The magazine was printed on Jämsänkoski paper and the covers on Valkeakoski kraft paper until 1936. At first, the magazine came out three times a year and by the end of the decade had expanded to more than 60 pages. The contents included news items from the various locations of the corporation, personal news, and information on sporting events organised in the mill towns and villages. The contents also considered workers' families, as articles on homecraft were regularly included. The magazine published 50th and 60th birthday photos and biographies of staff members. This was an honour one could not refuse. The first Editor of the magazine was the company welfare inspector Lilli Vuorela.

The company and local newspapers
"Työn äärestä" reported on operation of organisations supported by United in mill localities.
United Paper Mills Ltd partially owned the local newspapers of Valkeakoski, Jämsänjoki valley and Simpele. United became a shareholder of Jämsän Lehti Oy in the 1950s. In 1953, Jämsän Lehti and the company agreed that the number of issues of the paper should be increased to three a week. The paper size was also increased, and its title became Koillis-Häme. The influence of United at the paper was considerable; up to 1964 company representatives were Chairmen of the Board of the newspaper company, as well as being part-time managing directors. United became the majority shareholder of Jämsän Lehti Oy in 1975, and soon United printing activities were centralised in the company. In 1984, the newspaper company was sold to the Aamulehti corporation.
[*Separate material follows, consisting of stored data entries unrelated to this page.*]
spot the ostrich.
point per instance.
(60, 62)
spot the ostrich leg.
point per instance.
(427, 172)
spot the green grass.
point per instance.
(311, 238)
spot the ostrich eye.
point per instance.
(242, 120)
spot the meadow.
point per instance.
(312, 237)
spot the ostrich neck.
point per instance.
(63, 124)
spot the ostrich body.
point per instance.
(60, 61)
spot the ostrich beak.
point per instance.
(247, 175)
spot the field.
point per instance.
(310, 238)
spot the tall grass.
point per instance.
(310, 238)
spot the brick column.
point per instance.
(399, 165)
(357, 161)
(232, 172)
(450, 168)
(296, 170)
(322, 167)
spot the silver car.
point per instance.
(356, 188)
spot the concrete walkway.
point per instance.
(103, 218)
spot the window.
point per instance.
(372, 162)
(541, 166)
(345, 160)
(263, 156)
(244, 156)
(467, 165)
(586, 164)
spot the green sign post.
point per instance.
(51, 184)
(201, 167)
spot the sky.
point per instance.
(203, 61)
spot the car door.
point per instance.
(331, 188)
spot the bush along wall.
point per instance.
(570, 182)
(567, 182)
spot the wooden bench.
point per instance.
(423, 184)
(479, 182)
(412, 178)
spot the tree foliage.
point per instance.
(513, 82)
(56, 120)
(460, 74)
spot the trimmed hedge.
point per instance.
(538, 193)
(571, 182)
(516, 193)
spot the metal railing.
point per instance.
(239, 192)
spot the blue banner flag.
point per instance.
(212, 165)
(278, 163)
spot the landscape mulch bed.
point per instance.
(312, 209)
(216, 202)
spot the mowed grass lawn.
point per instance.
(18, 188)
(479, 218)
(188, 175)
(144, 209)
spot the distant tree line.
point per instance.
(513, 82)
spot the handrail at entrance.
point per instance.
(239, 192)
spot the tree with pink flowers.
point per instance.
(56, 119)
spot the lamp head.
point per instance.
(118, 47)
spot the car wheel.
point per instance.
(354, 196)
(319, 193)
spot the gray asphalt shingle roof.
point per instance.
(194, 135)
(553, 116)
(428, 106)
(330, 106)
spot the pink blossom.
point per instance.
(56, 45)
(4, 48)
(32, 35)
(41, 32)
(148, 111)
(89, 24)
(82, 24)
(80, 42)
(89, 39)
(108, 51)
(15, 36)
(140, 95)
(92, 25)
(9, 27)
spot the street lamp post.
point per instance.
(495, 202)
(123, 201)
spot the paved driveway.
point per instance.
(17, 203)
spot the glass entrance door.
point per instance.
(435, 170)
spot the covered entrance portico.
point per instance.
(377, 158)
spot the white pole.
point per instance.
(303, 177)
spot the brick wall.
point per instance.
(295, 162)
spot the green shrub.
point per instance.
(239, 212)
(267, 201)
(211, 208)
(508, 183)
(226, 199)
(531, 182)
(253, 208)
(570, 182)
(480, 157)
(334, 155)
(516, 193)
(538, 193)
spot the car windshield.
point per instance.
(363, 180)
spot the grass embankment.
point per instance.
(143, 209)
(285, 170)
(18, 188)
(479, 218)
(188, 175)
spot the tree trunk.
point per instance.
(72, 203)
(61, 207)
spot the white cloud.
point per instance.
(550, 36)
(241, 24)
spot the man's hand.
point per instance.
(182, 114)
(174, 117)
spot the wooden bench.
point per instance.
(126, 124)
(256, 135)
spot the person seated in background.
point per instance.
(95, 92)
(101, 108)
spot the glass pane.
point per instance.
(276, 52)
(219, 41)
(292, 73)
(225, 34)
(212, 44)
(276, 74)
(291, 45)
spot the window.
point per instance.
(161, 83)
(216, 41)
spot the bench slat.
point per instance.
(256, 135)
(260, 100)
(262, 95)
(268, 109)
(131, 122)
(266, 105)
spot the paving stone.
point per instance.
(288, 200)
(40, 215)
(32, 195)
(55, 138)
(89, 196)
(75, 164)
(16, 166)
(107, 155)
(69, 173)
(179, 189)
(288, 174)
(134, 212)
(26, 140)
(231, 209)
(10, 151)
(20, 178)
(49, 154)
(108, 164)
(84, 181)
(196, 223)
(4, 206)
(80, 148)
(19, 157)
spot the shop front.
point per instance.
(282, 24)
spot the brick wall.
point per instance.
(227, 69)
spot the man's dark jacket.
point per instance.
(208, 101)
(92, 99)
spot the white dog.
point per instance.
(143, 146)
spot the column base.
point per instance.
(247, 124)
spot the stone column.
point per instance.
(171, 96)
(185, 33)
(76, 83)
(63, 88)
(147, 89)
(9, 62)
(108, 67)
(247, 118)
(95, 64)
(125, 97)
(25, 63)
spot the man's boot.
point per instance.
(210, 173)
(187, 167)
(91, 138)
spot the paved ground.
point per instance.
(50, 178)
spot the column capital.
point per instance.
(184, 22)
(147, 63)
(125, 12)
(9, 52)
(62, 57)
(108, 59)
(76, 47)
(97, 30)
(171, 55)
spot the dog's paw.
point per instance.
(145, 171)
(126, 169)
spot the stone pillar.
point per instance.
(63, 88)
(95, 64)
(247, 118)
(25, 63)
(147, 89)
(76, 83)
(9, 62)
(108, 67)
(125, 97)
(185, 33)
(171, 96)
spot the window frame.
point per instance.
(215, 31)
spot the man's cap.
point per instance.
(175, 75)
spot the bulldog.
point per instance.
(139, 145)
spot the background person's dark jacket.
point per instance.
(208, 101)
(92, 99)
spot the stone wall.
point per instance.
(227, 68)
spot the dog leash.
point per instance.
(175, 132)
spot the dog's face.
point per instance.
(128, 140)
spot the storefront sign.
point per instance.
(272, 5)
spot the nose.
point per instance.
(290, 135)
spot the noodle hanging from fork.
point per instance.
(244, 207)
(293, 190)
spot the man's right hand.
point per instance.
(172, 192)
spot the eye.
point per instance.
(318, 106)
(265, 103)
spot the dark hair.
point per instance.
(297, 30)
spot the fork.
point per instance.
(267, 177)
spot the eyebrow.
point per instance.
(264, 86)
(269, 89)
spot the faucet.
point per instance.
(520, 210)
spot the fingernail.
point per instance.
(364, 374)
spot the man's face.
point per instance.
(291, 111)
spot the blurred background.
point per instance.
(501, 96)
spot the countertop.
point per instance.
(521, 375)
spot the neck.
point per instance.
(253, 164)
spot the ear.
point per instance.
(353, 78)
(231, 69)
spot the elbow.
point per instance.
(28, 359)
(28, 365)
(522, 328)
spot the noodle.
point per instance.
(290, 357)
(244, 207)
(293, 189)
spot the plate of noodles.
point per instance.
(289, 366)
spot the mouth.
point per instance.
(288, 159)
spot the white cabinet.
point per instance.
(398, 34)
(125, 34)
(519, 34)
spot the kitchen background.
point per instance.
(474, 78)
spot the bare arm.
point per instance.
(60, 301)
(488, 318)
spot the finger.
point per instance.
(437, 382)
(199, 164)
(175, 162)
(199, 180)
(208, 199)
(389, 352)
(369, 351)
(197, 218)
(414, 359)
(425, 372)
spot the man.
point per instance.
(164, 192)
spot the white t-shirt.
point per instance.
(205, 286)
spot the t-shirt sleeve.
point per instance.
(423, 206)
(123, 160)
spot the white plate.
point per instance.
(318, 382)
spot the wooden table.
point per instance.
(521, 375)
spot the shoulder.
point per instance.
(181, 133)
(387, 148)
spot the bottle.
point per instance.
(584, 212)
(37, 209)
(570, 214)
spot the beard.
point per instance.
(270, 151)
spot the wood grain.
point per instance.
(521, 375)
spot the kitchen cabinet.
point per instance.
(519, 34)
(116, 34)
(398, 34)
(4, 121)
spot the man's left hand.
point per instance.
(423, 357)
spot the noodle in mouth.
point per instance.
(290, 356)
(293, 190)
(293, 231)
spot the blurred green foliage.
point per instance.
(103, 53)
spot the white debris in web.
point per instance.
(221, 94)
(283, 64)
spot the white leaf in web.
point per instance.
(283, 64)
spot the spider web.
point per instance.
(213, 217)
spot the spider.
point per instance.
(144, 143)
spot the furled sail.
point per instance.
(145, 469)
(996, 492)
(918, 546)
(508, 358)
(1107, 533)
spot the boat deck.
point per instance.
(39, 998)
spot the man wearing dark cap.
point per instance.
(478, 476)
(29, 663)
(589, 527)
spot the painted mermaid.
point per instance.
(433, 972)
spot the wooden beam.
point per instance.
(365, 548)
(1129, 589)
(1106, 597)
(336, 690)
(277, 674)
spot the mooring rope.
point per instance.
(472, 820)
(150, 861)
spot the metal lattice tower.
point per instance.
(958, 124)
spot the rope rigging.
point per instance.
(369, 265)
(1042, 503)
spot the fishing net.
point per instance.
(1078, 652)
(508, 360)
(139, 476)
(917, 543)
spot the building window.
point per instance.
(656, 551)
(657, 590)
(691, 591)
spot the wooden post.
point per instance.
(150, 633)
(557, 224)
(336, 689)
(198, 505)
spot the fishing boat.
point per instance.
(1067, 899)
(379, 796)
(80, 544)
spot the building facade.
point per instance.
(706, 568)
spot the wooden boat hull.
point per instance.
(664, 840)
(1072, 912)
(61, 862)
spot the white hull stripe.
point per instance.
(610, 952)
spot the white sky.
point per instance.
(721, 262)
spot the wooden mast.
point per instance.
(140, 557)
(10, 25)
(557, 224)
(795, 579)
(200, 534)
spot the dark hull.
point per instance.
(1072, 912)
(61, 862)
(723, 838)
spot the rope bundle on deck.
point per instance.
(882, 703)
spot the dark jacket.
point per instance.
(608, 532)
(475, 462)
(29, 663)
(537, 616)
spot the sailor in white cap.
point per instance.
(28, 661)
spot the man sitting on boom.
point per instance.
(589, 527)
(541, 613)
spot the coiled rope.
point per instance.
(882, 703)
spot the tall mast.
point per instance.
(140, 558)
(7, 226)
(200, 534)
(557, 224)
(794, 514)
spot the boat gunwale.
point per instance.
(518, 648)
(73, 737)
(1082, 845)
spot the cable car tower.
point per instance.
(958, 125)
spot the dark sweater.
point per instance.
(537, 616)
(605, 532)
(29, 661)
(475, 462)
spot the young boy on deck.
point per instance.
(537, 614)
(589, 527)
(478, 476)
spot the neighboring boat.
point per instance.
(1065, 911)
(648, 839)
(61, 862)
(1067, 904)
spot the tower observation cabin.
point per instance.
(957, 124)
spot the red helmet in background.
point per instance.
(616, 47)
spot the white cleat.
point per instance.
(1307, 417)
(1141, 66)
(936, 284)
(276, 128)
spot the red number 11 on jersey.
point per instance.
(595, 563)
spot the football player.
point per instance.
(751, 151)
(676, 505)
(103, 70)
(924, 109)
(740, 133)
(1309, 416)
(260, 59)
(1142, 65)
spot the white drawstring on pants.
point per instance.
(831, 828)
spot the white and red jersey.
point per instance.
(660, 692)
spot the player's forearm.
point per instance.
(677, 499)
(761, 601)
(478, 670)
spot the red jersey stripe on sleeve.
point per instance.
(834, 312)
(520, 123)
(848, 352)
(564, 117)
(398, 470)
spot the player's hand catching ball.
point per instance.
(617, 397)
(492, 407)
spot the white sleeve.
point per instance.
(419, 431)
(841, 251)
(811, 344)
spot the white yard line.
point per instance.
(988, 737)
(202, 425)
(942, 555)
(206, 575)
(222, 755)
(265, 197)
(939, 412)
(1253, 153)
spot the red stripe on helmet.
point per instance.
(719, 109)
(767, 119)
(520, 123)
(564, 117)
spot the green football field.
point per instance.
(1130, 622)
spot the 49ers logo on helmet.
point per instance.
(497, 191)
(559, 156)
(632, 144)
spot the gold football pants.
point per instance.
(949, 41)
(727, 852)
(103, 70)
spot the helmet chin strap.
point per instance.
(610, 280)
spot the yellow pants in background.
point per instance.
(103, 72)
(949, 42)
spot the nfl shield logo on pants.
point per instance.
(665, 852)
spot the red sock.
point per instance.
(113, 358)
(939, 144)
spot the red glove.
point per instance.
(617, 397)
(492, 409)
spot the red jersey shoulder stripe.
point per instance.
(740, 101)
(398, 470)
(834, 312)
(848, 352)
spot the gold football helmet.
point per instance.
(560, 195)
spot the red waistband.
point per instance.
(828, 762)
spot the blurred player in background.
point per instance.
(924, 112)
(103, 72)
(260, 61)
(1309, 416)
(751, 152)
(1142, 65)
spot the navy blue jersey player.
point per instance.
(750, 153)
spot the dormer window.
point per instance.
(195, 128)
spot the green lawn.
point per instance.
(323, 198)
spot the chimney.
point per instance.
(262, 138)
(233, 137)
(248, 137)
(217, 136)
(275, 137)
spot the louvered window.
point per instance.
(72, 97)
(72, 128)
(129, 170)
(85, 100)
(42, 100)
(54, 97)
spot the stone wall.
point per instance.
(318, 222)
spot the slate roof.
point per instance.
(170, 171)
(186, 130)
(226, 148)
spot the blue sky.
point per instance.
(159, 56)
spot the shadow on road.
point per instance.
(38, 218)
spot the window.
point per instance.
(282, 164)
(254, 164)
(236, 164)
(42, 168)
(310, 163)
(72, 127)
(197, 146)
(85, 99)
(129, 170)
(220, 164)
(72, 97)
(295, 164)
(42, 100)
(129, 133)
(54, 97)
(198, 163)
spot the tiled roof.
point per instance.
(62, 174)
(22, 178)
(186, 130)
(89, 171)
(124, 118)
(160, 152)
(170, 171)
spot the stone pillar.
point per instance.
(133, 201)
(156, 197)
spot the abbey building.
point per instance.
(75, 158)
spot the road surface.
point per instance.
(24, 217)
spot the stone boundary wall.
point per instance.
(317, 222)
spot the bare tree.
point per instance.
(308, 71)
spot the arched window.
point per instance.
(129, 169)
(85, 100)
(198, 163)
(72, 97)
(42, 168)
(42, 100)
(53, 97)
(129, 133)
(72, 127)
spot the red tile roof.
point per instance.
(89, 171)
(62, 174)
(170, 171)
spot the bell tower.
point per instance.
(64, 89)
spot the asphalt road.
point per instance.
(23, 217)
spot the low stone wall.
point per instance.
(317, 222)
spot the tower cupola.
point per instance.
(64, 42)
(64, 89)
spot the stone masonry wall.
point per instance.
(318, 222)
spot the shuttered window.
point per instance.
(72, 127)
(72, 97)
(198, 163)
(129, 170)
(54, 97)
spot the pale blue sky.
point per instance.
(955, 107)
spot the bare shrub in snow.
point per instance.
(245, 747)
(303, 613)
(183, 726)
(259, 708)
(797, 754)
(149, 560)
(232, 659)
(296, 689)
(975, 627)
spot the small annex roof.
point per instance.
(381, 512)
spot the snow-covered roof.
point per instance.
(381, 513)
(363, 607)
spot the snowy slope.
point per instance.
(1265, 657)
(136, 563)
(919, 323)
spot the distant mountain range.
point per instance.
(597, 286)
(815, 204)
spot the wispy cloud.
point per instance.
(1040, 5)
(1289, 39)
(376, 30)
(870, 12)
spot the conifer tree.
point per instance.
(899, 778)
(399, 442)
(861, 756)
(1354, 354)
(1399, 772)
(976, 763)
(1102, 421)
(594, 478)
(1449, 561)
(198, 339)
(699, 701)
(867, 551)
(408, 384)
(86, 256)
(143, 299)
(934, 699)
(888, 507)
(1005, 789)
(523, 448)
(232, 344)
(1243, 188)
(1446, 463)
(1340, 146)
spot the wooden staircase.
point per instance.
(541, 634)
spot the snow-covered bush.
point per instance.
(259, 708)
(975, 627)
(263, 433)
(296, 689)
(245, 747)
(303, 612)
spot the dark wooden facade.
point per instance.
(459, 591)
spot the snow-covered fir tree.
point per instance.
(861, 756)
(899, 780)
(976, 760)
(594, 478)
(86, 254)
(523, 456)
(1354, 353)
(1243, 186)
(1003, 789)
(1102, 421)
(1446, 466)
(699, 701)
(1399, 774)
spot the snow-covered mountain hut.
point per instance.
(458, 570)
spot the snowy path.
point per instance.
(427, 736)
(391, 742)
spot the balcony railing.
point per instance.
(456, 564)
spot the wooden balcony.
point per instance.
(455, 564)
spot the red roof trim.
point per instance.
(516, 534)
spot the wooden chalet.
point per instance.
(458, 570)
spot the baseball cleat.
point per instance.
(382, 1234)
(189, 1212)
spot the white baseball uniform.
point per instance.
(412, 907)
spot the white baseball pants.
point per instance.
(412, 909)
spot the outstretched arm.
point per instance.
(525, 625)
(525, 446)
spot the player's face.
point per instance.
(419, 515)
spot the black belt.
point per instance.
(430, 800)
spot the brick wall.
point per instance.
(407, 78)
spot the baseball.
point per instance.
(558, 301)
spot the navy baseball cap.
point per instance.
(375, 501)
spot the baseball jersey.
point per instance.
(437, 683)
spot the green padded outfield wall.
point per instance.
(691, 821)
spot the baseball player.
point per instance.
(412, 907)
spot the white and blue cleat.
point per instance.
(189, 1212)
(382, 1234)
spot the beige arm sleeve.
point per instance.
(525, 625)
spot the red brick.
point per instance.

The management of United believed that local newspapers should only concentrate on local news; events and activities of associations and clubs. Local papers were seen as supporters of the company social function. Their affairs were discussed in company social meetings in the same way as those of its own staff magazine. Company issues were reported in local newspapers only on the company’s instructions, and there was practically no criticism. Problematic issues, such as questions of effluent or air pollution, were only broached at the end of the 1960s.